Крики, женский визг; снова выстрел; шумы, подобно морским валам, захлестнули меня. Дрожа мелкой дрожью, повинуясь, видимо, первородному инстинкту, я прижал руку к груди. Дальнейшие мои воспоминания обрывочны: Барон Дюпен навис надо мной, мы оба упали, сплетясь в кровавом объятии, покатились, опрокинули кафедру… На сорочке Барона проступило овальное пятно, неровные края были самого темного из оттенков смерти… Барон рычал, цеплялся, как безумный, за мой воротник; неестественно тяжелый, придавил меня, обездвижил. А потом беспамятство постигло нас обоих.
Книга пятая
Потоп
Пролег мой путь —
И не свернуть —
Сквозь тлен былого пира…
Томас Мур26
Без каких-либо подозрений садился я в экипаж к Уайту; прошу это учесть. Подозрений не было оттого, что я лучше прочих представлял себе ситуацию. Не обольщаясь насчет проницательности полицейских, я все же верил: с моей помощью Дюпон скоро будет найден, а найденный Дюпон откроет правду об Эдгаре По — правду, недоступную скромным способностям балтиморских стражей порядка.
Уайт вошел со мной в гостиную «Глен-Элизы»; нас сопровождали еще несколько полицейских, мне незнакомых, и секретарь Уайта. Я продолжал рассказ, начатый в экипаже; говорил о прибытии Барона Дюпена в Балтимор, излагал свои соображения по поводу последних драматических событий. Однако характер замечаний Уайта вскоре заставил меня заподозрить, что он слушает невнимательно.
— Дюпен умирает, — повторял Уайт, выделяя интонацией то имя «Дюпен», то глагол «умирает».
— Без сомнения, в его состоянии повинны два негодяя, — в очередной раз объяснил я, — которые гнали меня через весь город, уверенные, будто я намерен помешать им сводить свои мелочные счеты с Бароном.
— В какой момент вы увидели одного из этих граждан целящимся в Барона? — вопросил Уайт, сидевший на краешке кресла. Секретарь с самого начала стоял за моей спиной, точно конвоировал. Как и всякий человек, я не люблю слежки; я постоянно оглядывался и думал: «Хоть бы он сел, вместо того чтобы нависать надо мной».
— Нет, со сцены я ничего не видел — мешал софит, который то вспыхивал, то гас; да и народу было слишком много. Кажется, несколько лиц я разглядел… Впрочем, совершенно ясно, что ни один их этих людей не способен на столь гнусное деяние.
— Вот вы говорите: «французы», «мерзавцы». А как их имена, этих мерзавцев?
— Не знаю. Один из них вчера чуть не убил меня. Шляпу мне прострелил, вообразите! Потом мы вступили в единоборство, и я, кажется, ранил его, защищая свою жизнь. А имена мне неизвестны.
— Тогда изложите все, что вам известно наверняка, мистер Кларк, — холодно произнес Уайт.

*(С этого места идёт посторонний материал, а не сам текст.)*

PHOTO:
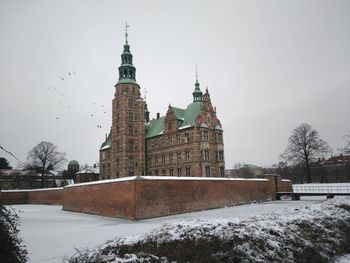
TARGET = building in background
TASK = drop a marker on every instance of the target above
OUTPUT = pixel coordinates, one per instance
(184, 142)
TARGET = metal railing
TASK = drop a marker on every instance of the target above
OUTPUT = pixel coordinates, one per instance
(325, 189)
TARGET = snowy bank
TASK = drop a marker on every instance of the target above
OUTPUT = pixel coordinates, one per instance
(314, 233)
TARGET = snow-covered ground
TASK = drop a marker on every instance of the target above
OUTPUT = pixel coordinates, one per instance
(51, 234)
(322, 188)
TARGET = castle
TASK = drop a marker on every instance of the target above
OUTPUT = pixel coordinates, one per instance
(184, 142)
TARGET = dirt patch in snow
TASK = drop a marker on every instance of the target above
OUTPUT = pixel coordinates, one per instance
(314, 233)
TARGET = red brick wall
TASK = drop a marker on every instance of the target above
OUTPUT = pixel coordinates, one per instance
(114, 199)
(165, 197)
(40, 196)
(142, 198)
(11, 197)
(46, 197)
(285, 186)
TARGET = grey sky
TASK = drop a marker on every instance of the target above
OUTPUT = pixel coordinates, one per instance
(269, 66)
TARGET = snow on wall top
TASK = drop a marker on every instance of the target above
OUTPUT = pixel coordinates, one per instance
(31, 190)
(133, 178)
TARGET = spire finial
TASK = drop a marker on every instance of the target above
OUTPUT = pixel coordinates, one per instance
(145, 95)
(126, 32)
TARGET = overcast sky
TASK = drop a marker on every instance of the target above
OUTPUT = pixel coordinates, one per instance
(269, 66)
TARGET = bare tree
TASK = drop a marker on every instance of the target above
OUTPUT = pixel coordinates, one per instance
(45, 157)
(305, 147)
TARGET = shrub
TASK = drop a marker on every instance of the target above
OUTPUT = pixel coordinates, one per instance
(11, 248)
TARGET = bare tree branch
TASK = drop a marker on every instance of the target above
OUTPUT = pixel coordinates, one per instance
(304, 148)
(45, 156)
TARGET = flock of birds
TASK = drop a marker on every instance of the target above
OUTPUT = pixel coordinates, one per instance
(9, 153)
(61, 98)
(59, 94)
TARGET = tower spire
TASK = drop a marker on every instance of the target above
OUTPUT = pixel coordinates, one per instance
(197, 93)
(126, 32)
(127, 71)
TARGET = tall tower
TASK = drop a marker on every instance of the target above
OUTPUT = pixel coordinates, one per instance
(128, 120)
(197, 93)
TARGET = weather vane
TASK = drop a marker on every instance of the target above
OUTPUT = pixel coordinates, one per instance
(145, 95)
(126, 31)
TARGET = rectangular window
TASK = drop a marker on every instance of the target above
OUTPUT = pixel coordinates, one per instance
(206, 155)
(171, 161)
(170, 139)
(220, 137)
(222, 171)
(188, 171)
(131, 145)
(179, 172)
(187, 156)
(187, 137)
(207, 171)
(178, 157)
(131, 162)
(221, 156)
(204, 136)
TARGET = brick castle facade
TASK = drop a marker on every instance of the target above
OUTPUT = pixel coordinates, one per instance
(184, 142)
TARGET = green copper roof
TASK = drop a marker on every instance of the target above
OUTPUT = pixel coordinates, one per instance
(73, 162)
(186, 118)
(126, 81)
(179, 113)
(106, 144)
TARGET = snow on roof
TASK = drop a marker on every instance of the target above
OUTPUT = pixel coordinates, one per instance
(106, 147)
(133, 178)
(32, 190)
(89, 170)
(184, 127)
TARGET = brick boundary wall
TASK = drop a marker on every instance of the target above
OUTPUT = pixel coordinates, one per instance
(47, 196)
(106, 198)
(142, 197)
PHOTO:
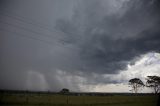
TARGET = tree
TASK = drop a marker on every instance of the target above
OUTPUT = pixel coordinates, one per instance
(154, 83)
(136, 84)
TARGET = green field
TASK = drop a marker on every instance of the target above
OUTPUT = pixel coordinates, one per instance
(35, 99)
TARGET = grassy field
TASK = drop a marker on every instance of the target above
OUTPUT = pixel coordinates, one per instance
(33, 99)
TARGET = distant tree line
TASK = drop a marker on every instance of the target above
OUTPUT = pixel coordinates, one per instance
(152, 82)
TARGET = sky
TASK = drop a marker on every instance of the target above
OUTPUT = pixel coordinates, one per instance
(82, 45)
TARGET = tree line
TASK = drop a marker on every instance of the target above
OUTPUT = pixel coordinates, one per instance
(152, 82)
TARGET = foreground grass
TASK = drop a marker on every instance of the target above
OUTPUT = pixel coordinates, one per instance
(20, 99)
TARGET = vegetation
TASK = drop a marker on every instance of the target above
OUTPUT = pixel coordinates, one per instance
(50, 99)
(136, 84)
(153, 82)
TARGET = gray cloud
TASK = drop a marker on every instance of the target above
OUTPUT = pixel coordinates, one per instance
(68, 44)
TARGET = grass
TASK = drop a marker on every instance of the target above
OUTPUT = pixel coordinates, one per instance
(29, 99)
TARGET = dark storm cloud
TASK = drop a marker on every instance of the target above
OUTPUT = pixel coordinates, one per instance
(109, 41)
(89, 38)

— Они французы; в этом я уверен. Видите ли, Барон Дюпен был по уши в долгах. Парижские кредиторы — они знаете какие? Следуют за должником по пятам. Вот и Барону даже в Балтиморе покоя не было. — Отнюдь не уверенный, что подобная назойливость характерна для всех парижских кредиторов, в сложившихся обстоятельствах я счел простительным сделать это предположение аксиомой.
Уайт, однако, ограничился снисходительным кивком, словно отвечая на лепет испуганного ребенка.
— Клода Дюпена нужно было остановить — ради доброго имени Эдгара По, — произнес Уайт.
Вот так поворот!
— Безусловно, сэр, — отвечал я.
— Вы раньше говорили, что его нужно остановить любой ценой.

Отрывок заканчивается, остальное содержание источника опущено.